Native to China.
Occurs most densely in open disturbed areas, especially low wet places, but also invades less disturbed upland hammocks and pinelands, river and stream floodplains, lake shores, and edges of swamps and marshes, often becoming locally abundant even in deep shade. Has moved into undisturbed relict slope hammock, threatening to displace the globally endangered Miccosukee gooseberry, Ribes echinellum (K. C. Burks, Fl. Department of Environmental Protection, personal observations). Chinese privet is listed as a Category 1 invasive by the Florida Exotic Pest Plant Council.
Semi-deciduous shrub or small tree to 12 ft tall or more. Twigs densely pubescent. Leaves opposite, simple (on long twigs, at first glance, may appear compound), all green (in cultivation usually variegated, cream-white and green). Leaf blades to 1.5 inch long and 0.75 inch wide, elliptic to elliptic-oblong, with tips blunt, margins entire, and pubescence persistent on midvein below, petioles short, pubescent. Flowers many, white, small, somewhat unpleasantly fragrant, on slender pubescent stalks in narrow, conical panicles, terminal on branchlets.

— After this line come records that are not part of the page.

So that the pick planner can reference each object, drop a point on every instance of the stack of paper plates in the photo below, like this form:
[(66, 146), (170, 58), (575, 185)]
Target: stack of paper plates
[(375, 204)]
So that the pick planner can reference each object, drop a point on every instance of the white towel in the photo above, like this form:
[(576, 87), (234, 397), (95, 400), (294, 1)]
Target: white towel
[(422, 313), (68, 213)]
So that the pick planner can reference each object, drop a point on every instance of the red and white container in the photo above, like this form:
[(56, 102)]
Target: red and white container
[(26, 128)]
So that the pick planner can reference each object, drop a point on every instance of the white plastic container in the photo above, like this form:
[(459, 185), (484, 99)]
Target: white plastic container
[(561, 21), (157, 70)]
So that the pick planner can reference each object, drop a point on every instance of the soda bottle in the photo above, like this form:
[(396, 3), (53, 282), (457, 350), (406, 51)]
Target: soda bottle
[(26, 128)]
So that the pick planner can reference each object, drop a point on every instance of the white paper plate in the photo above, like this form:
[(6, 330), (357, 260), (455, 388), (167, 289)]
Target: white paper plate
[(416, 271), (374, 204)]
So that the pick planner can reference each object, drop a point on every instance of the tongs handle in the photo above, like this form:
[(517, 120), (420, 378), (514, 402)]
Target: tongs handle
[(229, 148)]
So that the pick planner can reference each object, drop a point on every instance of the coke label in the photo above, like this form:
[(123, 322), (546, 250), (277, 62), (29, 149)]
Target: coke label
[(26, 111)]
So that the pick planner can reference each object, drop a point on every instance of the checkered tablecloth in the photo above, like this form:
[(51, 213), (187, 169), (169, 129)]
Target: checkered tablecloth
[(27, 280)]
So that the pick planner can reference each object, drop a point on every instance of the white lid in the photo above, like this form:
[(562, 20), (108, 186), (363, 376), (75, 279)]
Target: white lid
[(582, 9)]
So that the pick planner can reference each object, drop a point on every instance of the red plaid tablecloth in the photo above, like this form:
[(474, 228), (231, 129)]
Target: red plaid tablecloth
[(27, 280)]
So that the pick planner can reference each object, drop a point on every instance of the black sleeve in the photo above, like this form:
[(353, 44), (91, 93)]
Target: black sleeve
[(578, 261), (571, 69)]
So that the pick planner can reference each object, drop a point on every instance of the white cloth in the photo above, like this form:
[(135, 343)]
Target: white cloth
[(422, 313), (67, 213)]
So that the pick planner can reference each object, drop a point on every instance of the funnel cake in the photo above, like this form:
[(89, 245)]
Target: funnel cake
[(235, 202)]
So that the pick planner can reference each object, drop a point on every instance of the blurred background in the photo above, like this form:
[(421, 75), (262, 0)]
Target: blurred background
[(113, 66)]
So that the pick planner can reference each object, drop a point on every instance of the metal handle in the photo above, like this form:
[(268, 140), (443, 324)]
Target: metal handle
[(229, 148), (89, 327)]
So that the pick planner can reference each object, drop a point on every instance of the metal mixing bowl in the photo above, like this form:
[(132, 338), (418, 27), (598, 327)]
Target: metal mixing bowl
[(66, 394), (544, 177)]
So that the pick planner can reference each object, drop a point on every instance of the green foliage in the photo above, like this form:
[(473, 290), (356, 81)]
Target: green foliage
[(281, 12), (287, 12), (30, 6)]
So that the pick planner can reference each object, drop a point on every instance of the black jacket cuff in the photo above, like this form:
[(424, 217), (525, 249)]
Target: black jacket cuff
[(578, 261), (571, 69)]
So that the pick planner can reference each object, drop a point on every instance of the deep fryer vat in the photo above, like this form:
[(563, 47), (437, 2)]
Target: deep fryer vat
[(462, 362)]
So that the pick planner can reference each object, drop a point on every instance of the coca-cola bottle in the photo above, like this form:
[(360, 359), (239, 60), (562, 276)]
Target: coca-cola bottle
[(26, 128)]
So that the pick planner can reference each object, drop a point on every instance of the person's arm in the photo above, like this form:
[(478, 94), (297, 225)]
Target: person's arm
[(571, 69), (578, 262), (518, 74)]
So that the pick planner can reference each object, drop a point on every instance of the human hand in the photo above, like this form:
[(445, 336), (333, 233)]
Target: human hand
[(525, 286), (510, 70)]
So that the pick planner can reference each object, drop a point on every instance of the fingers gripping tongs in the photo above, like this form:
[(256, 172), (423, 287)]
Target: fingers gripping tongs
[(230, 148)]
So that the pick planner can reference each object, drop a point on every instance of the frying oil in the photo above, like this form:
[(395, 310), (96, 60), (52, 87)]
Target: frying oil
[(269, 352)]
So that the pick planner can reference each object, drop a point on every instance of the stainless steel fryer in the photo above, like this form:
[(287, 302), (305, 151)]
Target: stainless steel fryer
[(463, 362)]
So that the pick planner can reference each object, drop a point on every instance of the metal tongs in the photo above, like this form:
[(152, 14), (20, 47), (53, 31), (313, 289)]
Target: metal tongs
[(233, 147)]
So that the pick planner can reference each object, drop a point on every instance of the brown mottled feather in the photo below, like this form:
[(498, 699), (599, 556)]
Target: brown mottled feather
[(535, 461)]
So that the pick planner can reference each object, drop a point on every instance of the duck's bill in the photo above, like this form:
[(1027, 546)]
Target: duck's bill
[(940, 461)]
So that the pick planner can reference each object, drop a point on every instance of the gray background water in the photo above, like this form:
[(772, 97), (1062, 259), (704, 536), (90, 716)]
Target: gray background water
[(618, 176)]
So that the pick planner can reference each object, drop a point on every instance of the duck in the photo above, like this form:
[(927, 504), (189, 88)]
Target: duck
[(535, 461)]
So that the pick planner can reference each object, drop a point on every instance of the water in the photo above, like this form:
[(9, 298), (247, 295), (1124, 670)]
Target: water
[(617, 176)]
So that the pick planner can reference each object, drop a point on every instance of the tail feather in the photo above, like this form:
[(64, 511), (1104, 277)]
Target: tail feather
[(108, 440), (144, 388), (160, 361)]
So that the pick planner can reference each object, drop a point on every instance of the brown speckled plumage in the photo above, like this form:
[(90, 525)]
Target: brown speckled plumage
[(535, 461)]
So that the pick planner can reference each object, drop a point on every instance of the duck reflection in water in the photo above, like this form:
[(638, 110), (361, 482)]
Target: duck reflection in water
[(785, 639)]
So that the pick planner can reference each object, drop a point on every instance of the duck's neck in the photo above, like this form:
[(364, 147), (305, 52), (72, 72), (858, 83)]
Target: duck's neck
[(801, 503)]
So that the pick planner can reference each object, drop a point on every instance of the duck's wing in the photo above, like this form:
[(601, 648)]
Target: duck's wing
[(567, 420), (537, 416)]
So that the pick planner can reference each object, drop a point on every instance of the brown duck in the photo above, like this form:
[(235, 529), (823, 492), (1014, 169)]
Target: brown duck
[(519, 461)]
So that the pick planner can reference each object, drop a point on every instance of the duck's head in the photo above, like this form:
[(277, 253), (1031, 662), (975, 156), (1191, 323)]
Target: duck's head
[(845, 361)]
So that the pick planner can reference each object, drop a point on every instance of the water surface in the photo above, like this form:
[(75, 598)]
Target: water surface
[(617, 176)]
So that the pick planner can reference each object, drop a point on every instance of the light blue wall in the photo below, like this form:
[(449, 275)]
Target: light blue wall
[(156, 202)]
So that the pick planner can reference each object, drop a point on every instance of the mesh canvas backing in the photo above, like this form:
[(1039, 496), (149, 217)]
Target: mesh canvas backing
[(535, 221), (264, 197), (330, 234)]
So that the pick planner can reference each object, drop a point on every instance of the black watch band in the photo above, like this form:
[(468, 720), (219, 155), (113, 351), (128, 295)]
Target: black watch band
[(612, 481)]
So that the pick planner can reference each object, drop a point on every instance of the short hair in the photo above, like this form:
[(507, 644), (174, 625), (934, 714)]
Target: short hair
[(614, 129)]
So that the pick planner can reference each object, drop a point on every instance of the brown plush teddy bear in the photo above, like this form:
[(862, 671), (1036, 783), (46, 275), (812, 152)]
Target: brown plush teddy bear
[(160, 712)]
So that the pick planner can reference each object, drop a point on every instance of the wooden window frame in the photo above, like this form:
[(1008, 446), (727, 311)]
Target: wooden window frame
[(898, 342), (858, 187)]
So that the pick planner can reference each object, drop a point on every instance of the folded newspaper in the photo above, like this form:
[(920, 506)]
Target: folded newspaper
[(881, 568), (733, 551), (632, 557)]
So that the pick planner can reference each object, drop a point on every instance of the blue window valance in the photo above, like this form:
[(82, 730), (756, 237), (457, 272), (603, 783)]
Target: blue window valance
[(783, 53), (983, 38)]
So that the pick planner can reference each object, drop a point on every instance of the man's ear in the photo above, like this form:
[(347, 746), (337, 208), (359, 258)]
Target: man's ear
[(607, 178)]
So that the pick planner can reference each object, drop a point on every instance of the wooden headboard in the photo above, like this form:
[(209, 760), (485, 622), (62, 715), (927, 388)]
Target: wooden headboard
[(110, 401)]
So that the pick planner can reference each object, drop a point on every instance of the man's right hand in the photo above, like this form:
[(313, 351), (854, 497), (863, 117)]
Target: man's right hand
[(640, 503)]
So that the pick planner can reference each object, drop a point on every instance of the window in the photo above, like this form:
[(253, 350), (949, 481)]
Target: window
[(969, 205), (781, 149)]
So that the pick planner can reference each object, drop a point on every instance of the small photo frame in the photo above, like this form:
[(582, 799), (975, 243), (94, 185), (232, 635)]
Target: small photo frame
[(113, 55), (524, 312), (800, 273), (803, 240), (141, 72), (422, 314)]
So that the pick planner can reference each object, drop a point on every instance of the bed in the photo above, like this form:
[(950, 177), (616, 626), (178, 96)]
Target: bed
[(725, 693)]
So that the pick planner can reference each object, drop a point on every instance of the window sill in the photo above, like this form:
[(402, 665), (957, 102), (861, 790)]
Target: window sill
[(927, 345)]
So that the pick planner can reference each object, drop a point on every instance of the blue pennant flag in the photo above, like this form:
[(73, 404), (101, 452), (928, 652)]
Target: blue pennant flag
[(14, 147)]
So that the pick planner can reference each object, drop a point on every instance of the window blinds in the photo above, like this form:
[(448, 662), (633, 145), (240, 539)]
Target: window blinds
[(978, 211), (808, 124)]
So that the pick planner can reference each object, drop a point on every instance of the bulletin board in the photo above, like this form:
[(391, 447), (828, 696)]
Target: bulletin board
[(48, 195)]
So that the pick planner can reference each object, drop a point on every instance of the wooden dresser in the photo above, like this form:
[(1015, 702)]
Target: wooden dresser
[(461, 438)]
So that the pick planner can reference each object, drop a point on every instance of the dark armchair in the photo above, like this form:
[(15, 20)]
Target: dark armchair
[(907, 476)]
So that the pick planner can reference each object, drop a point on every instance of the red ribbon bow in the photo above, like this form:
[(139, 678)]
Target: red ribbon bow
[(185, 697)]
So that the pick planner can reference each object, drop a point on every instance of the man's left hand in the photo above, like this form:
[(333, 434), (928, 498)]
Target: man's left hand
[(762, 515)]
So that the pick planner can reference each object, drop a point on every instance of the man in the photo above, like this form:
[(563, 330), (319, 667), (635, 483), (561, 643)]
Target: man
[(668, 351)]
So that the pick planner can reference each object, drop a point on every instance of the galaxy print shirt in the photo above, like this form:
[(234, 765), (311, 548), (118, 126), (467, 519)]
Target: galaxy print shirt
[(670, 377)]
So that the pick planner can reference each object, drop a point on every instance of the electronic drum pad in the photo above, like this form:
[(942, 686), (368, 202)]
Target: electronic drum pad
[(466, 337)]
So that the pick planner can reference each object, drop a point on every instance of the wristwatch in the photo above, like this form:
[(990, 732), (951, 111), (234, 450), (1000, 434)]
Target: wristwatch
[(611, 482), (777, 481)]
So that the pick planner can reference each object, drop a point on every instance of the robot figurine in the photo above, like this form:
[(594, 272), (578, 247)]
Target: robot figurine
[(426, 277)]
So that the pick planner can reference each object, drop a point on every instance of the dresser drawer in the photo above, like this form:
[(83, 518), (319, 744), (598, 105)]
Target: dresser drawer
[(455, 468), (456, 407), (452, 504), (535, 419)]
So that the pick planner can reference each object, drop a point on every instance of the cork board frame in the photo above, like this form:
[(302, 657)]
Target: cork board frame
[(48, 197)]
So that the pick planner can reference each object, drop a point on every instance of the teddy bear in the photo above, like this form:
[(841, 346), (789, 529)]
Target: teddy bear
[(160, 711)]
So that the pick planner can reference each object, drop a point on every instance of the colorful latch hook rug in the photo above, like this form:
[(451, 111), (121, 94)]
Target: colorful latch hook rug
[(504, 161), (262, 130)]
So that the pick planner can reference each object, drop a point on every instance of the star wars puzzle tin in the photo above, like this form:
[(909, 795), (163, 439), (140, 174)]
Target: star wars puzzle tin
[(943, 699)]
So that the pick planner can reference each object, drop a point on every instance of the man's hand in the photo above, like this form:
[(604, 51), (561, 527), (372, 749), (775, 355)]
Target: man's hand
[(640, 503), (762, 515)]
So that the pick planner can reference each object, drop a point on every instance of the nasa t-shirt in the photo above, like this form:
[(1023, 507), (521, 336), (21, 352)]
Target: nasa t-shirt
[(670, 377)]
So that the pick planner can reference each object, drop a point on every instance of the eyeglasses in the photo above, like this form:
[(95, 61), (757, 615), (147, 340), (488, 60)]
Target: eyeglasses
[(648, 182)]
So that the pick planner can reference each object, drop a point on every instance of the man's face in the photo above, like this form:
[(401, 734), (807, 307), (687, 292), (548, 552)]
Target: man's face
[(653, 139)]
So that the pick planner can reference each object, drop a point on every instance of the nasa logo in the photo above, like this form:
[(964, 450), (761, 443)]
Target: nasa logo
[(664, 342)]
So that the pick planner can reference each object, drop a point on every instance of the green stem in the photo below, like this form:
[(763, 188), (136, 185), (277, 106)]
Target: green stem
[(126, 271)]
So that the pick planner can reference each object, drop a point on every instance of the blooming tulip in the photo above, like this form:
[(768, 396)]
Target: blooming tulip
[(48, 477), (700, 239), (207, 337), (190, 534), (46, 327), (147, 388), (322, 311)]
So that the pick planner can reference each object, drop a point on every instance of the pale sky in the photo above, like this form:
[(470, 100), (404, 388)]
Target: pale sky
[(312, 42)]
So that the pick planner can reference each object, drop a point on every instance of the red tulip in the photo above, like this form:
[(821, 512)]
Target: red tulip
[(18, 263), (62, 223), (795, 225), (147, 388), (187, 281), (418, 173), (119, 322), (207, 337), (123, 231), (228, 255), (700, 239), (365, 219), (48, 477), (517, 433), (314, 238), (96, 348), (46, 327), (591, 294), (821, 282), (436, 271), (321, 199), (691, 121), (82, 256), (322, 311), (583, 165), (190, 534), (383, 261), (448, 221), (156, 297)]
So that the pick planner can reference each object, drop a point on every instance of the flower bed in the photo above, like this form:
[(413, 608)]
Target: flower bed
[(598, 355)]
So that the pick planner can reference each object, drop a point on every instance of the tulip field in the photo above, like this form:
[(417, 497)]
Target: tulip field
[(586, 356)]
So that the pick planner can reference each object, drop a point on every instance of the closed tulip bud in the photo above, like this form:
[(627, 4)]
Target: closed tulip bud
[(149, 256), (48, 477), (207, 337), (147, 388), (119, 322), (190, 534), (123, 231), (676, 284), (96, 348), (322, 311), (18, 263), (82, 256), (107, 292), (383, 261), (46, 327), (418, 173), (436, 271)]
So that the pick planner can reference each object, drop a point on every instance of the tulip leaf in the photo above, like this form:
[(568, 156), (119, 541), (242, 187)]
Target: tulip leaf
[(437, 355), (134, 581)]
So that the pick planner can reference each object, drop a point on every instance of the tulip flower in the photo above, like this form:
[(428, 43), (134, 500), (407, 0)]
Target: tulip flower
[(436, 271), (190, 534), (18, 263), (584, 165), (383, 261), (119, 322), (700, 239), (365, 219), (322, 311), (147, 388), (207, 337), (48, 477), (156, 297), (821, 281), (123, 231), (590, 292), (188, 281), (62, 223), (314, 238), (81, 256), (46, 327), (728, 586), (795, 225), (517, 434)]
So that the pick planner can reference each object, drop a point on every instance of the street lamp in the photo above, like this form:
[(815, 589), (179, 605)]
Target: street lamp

Fruits dark blue or bluish-black drupes, ellipsoid to subglobose, mostly 4-5 mm (0.2 in) long.
May be confused with native privets (Foresteria spp.), but their leaves have small marginal teeth or their leaves without petioles; and the native Walter’s viburnum (Viburnum obovatum Walt.), but its young stem tips are covered with rust-colored scales.
In 1852, privet was introduced to the United States for use as an ornamental shrub and is still commonly used as a hedge.
Throughout all of Florida.
Do Not Plant. Remove existing plants before they produce fruit. Hand pull small seedlings and young plants with taken to remove the entire root. Repeated mowing and cutting. Cut and apply herbicide to the stump.